The Green Bay Packers released Nick Collins, mentioning concerns regarding the veteran safety’s ability to safely continue his career after a major neck injury. Baseball spreads
Collins hurt his neck while attempting to make a tackle in the Packers’ September 18 victory at Carolina, an injury that stopped his season and needed surgery. Agent Alan Herman said Collins hasn’t decided whether he will try to play for another team.
Packers’ GM Ted Thompson asserted the team wasn’t comfortable putting Collins back on the field.
“From the beginning of this process, we have taken our time and sought many medical opinions while sustaining steady dialogue with Nick,” Thompson claimed. “Finally, we were not comfortable clearing him to play again. As with all of our players, Nick is a member of our family and we thought of him that way as we came to this conclusion.”
A 2nd-round pick in the 2005 NFL draft, Collins started 95 regular-season games, missing only 3 over the 1st 6 years of his career. He had 21 career interceptions with the Packers, returning 4 for touchdowns. He was named to the Pro Bowl 3 straight seasons and was named a 2nd-team All-Pro after the 2010 season. Baseball odds
He returned an interception 37 yards for a touchdown in the Packers’ triumph over the Pittsburgh Steelers in the 2011 Super Bowl.
“Nick is a part of our core, and this is a really difficult day for all Packers,” Thompson said. “Making this kind of call is never easy, especially when it includes somebody like Nick Collins. He has meant such a lot to the community, his squad and the organization. He is a good man and always will be a part of the Packers family.”
It was the 2nd hard call the Packers have made after releasing vet left tackle Chad Clifton. But parting with Collins wasn’t entirely unexpected. Packers’ coach Mike McCarthy expressed concerns at last month’s NFL meetings.
“If Nick’s in a position to come back, that is a great boost for us, but the personal side of it actually is the issue,” McCarthy announced. “It’s an injury that hopefully the surgery has worked and everything’s back in place. But once more you’re talking about a risk assessment. That makes me a little nervous.”
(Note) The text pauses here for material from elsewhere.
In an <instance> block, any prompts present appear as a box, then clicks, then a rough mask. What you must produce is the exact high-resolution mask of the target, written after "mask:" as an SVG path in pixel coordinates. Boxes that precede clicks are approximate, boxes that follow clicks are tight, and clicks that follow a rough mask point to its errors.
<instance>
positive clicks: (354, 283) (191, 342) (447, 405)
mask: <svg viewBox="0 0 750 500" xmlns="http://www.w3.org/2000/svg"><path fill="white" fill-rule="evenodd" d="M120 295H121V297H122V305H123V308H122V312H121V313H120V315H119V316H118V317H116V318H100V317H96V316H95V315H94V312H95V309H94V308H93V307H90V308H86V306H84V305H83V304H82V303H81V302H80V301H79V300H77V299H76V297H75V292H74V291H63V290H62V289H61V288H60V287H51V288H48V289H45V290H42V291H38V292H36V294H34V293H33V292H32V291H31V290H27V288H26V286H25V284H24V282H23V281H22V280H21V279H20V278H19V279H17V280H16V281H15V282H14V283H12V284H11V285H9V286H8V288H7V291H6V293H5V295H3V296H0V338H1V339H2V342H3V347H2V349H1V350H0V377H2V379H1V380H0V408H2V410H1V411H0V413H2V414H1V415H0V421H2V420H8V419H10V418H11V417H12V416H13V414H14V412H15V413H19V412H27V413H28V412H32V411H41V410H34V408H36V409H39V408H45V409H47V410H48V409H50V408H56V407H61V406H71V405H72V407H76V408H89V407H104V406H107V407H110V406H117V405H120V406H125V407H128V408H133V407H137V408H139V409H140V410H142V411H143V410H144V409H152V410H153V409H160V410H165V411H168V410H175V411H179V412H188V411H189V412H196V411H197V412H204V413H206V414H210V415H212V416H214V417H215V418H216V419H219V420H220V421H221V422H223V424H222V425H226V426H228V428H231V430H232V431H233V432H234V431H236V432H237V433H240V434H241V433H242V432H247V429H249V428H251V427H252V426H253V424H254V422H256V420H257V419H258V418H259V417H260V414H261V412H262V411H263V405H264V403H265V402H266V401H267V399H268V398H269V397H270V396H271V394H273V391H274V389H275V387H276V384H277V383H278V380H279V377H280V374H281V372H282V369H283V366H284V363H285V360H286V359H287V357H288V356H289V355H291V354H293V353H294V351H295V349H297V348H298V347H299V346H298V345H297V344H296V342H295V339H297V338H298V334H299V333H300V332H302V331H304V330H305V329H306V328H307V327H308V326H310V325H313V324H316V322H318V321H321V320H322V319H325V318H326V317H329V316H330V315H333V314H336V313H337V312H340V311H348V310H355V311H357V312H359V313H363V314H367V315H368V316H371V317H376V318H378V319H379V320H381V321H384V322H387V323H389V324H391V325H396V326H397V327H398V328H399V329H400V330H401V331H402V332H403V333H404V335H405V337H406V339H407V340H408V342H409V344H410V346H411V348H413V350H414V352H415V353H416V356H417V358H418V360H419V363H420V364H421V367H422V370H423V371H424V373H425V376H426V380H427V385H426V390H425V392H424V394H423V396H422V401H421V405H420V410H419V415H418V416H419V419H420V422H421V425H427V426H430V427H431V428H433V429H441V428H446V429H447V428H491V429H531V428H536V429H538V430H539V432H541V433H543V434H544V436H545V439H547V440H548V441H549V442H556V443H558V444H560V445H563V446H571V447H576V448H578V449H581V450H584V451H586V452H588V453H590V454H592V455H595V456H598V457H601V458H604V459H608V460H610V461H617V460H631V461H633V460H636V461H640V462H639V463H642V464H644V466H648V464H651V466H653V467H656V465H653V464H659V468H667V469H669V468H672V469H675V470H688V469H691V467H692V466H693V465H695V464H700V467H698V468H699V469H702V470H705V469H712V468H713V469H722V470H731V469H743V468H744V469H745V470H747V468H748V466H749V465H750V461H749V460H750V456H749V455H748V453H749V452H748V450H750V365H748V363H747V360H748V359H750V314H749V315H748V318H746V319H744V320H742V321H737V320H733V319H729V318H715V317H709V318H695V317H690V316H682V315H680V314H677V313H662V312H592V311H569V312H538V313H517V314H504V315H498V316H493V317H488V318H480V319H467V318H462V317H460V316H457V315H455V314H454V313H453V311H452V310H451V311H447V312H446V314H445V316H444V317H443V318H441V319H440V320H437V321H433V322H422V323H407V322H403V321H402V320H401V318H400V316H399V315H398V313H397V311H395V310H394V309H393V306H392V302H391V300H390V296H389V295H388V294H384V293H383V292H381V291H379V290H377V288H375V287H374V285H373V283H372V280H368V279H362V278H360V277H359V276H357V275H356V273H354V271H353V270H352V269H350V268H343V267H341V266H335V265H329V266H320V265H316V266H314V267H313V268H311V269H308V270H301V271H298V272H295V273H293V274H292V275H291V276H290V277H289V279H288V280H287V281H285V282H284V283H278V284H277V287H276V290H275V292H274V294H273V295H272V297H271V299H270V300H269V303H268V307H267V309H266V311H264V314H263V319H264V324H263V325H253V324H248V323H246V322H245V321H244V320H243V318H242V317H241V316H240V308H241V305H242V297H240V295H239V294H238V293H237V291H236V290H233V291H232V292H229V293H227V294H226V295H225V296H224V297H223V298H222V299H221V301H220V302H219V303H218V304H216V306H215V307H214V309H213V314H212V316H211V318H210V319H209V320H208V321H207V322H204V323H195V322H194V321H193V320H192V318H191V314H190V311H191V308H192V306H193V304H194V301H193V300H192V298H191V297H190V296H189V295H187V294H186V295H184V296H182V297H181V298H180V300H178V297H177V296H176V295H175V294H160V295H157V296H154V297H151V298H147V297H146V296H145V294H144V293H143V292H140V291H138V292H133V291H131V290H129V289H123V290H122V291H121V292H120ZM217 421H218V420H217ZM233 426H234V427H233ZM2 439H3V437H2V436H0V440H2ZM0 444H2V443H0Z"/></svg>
McCarthy declared at the time that while the reports regarding Collins’ surgery were positive, that wasn’t always going to be sufficient for the Packers to put him back on the field.
“To have Nick Collins back on the practice field and playing games would be significant, but this is more than football,” McCarthy related. “Nick’s a family guy; he’s a father, that’s no fun standing over someone like that. I do not believe any coach wants to see one of their players go through that.”
The move is not likely to change the Packers’ system going into the NFL draft. Given the worries about Collins, the Packers were likely to look for safety help either way — although Thompson is firm that immediate team needs won’t compel the Packers to reach for a player.